Blogger Cliff Garstang got my attention with his interview with Tracy Pyles, and an extensive one at that, that appeared on his Cobalt6 website on Thursday. One thing was noticeably missing in the 1,772-word lovefest, though – even a single mention of the word reassessment.
Which would be fine, I suppose, if the interviewer wasn’t the Cliff Garstang who has been quite critical at times of the job that Pyles did on the assessment controversy in Augusta County earlier this year as the one-man gang on the Board of Supervisors railing on behalf of taxpayers who felt their property assessments were not conducted correctly.
As recently as last week, for example, Garstang, without referring to Pyles by name, called out the Pastures District supervisor (and only elected Democrat on the Board) in the guise of criticizing “(o)thers who opposed the reassessments” that “demanded that the Board of Supervisors ignore the law because people were suffering under a tax burden that was too high.”
“Two problems with that argument,” Garstang wrote. “First, no one can just ignore the law, and it doesn’t matter that penalties might have been slight for doing so (although there were differing opinions as to what those penalites might be). Anyone who advocated breaking the law does not deserve to be in a position of public trust. And second, higher assessments were never automatically going to equal higher taxes. The law specifies that local governments must follow tax hike procedures if reassessments would result in increased revenue of more than 1%. So it was not just expected, but a virtual certainty that tax rates in the County would go down as a result of the higher assessments. And down they went, from 58 cents to 48 cents, a decrease of more than 17% that will actually lower revenues to the county.”

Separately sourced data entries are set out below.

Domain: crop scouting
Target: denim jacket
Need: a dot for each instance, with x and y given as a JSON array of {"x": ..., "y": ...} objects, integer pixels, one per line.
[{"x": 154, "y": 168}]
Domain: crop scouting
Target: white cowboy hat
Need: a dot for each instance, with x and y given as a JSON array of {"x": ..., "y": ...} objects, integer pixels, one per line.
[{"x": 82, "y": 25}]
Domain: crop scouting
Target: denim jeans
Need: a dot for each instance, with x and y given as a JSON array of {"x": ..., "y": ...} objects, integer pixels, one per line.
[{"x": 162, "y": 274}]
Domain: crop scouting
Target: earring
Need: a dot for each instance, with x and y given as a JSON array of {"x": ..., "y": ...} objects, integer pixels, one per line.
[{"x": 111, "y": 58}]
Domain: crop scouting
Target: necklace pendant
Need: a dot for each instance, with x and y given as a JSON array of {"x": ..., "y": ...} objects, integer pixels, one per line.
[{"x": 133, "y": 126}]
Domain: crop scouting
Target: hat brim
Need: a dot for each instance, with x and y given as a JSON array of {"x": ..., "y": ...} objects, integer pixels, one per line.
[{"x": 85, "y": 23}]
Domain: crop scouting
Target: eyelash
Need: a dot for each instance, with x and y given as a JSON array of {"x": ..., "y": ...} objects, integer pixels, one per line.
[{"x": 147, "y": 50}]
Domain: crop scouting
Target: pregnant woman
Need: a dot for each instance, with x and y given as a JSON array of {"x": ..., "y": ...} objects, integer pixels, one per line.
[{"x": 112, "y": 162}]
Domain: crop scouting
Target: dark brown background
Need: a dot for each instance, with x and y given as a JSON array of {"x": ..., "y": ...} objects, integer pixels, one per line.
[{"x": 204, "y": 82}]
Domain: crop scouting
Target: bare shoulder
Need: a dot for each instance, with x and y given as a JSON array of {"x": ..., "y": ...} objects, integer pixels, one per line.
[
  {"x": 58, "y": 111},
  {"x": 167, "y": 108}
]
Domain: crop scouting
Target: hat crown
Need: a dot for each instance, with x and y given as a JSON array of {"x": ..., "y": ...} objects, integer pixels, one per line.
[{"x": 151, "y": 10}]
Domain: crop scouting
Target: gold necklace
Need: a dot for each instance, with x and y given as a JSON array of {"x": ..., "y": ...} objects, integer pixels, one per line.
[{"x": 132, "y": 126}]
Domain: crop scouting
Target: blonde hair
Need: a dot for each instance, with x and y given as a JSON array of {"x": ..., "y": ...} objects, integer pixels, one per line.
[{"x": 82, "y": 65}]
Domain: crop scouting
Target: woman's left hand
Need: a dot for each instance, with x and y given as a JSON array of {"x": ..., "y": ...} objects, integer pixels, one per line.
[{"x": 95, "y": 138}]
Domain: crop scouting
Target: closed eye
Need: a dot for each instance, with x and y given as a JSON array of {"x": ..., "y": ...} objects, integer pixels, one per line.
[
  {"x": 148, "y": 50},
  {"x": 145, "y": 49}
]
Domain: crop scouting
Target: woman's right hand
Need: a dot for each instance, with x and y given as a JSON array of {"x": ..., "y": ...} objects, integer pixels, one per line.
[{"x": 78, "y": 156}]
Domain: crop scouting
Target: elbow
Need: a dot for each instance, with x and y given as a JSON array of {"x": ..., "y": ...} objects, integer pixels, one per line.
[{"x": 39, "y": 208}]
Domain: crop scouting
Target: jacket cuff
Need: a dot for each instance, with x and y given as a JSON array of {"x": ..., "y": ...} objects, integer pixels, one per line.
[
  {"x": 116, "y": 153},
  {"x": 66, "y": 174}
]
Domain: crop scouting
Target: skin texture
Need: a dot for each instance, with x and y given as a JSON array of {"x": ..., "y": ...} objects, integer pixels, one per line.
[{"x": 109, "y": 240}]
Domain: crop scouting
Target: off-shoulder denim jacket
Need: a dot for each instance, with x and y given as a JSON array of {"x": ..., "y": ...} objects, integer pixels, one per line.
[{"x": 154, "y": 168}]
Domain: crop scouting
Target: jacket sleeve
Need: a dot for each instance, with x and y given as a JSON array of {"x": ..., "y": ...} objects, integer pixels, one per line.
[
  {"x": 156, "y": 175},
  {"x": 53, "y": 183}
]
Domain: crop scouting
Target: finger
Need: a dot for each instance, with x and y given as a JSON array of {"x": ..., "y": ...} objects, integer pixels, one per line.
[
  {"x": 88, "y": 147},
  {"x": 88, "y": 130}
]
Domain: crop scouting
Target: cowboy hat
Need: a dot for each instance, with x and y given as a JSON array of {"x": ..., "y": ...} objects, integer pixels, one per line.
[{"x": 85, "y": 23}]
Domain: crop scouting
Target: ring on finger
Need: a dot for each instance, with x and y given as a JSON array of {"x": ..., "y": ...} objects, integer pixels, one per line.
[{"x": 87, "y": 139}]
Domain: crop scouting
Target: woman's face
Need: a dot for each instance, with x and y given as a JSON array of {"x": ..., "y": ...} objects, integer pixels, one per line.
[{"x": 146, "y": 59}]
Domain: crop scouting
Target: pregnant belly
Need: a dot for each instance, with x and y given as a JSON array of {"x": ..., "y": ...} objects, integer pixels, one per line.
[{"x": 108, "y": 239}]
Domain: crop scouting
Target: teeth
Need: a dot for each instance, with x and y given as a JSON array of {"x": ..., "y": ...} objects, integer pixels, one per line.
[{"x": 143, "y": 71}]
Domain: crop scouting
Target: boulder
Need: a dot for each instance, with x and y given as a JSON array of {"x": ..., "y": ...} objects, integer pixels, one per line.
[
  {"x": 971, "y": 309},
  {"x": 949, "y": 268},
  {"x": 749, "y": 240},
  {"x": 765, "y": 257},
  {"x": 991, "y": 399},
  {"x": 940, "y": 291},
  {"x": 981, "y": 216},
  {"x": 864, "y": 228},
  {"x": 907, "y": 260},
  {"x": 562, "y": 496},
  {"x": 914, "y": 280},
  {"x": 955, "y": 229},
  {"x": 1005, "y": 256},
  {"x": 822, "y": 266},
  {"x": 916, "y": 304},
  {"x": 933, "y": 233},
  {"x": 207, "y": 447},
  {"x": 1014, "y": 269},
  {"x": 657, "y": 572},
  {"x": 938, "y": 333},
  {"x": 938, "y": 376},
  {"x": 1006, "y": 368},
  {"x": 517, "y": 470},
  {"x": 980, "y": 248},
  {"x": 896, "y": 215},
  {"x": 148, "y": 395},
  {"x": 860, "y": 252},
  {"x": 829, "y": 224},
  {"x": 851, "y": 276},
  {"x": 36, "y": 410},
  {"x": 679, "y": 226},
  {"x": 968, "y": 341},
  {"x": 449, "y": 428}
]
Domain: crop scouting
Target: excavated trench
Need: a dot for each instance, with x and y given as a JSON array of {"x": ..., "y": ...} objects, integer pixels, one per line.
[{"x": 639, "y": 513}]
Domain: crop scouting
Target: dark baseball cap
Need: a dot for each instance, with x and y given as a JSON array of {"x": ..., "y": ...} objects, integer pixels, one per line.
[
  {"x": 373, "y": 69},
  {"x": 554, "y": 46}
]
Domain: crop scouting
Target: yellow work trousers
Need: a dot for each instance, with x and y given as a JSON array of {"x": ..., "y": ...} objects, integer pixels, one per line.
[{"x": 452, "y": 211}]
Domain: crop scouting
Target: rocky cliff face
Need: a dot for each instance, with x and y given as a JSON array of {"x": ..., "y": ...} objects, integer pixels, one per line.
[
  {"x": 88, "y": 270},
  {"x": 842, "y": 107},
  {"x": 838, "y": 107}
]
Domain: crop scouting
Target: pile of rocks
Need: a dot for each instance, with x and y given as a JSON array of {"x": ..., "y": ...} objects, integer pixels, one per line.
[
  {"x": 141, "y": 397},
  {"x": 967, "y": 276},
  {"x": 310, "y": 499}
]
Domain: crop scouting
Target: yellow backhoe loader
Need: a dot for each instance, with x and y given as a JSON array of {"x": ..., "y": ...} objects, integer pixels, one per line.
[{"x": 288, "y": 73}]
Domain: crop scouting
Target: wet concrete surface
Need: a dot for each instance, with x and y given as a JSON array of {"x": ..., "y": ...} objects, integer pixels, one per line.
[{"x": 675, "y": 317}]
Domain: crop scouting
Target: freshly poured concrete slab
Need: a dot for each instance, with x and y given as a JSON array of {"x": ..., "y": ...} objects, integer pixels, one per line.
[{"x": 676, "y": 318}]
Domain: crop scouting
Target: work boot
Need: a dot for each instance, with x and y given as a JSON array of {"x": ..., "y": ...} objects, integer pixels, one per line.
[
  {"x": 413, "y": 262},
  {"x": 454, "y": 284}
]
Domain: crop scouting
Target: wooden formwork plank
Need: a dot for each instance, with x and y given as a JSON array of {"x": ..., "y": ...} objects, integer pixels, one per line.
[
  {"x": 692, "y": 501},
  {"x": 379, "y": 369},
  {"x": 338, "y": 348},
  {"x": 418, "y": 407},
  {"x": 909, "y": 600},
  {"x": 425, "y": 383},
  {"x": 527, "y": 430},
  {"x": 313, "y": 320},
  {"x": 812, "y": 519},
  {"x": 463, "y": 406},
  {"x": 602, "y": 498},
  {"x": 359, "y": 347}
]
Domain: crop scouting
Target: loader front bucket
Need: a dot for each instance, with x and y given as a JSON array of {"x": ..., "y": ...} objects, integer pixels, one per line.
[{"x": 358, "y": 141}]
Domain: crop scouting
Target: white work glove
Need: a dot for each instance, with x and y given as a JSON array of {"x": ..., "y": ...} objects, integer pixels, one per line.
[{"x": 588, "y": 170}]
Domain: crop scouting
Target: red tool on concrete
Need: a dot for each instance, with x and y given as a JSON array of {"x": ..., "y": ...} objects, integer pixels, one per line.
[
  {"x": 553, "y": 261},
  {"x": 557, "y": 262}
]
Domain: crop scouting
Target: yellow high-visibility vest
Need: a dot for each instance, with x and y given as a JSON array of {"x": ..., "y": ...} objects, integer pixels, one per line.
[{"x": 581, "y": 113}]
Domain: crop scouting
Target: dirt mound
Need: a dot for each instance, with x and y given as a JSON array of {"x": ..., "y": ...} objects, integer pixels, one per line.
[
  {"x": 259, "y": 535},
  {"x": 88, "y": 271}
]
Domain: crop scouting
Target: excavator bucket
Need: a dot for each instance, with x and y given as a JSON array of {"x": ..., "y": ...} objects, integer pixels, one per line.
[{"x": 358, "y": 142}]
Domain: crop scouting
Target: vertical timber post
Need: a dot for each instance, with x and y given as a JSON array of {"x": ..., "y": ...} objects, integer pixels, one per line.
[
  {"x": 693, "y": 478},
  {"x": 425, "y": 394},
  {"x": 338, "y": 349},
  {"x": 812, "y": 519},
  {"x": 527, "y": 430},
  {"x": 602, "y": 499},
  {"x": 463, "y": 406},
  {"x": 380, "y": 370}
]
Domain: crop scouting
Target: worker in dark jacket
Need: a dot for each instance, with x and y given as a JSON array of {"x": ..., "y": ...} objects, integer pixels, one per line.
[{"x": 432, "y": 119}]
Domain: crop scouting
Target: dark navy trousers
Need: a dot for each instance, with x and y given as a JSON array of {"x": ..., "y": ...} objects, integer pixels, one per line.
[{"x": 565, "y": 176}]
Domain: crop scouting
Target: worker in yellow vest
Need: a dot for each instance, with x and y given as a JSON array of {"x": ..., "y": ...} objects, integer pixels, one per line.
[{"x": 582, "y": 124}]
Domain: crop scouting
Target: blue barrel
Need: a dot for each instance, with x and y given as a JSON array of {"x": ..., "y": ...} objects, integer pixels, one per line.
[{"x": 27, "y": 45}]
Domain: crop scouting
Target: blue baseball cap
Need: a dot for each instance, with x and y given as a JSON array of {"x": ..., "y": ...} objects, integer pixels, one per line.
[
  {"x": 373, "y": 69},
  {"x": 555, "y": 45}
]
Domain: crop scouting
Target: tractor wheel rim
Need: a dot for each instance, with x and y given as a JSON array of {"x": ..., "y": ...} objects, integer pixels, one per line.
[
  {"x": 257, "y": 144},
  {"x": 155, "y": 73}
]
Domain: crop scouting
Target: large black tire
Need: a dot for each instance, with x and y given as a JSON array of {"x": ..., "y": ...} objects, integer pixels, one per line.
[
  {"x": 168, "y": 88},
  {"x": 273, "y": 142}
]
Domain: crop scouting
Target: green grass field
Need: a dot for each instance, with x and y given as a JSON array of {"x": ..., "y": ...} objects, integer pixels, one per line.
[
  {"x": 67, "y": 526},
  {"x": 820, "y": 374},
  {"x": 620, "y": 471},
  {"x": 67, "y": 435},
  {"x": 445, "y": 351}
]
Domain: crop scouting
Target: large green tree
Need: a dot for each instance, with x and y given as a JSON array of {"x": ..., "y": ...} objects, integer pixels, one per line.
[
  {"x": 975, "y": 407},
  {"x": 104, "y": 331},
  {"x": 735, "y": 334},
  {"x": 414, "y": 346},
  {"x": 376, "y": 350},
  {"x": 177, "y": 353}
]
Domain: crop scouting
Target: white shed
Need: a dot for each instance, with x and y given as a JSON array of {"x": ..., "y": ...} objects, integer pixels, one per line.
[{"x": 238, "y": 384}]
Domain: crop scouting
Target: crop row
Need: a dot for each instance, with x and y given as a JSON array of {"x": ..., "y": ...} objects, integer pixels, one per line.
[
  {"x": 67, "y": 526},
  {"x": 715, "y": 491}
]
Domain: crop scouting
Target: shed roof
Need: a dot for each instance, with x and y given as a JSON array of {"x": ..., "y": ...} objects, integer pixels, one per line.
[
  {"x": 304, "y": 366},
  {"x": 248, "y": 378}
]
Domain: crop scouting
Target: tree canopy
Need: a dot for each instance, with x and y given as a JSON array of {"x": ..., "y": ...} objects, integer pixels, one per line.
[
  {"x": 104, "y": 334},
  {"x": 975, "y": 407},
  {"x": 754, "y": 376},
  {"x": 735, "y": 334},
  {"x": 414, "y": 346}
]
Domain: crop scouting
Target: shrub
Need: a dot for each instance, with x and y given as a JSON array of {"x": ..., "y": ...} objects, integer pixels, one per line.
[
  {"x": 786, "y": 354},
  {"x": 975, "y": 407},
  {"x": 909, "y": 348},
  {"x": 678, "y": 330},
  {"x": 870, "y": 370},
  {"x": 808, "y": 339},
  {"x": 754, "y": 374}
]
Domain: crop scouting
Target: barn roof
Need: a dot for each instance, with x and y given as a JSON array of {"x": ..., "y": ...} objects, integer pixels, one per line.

You’d think with this issue still so fresh in his mind that Garstang would have perhaps asked a question of Pyles about his stance on the assessment controversy, maybe given Pyles a chance to defend what he had done in the winter months on the issue, given again that he has been among his most vocal public critics.
The closest Garstang got to anything uncomfortable was this slow-pitch softball: “At the moment, you’re the only Democrat on the BOS. What’s that like for you? I know there have been some contentious moments on the Board, but how has your working relationship with the other members been generally? Some of the BOS members call themselves independents. And are political parties really relevant on the County level?”
Pyles’ answer, tellingly, included what I have been led to believe is a veiled jab at another local Democratic blogger, Tom Long, the chairman of the Augusta County Democratic Committee and the author of the Coarse Cracked Corn blog. “I do believe that people ought to be honest about themselves,” Pyles responded. “If you chose to run as an independent I hope you are one and not a Democrat afraid to run as one. I know there are some who generally never vote for the other team but I think it shows too little understanding of the people of Augusta County if you think you cannot win because of a party label. The people are smarter than that but if you want them to cross over you have to be better. ‘If you can’t run with big dogs, stay on the porch.'”
The backstory to the jab – Long in 1997 ran for a seat on the Augusta County Board of Supervisors as an independent. I’m told that this has been a source of friction between Pyles and Long, with the friction coming almost entirely from the Pyles side of that ledger.
Garstang didn’t follow up on that, but I’m assuming this was an e-mail interview, based on the depth of the answers from Pyles, so it’s fair to cut the interviewer some slack here.
I’m less inclined to cut any slack on the substance of the interview, or lack thereof, again considering the strong difference of opinion between Garstang and Pyles on the assessment issue.
The limitations of the medium that is the e-mail interview notwithstanding, I would expect Garstang to give his interview subject an opportunity to confront one of his critics head on even at the risk of the exchange becoming heated or even abbreviated as a result.
Without any exchange between the two on the assessment issue, the interview fell flat. It was “Frost/Nixon” with Nixon never once being asked about Watergate.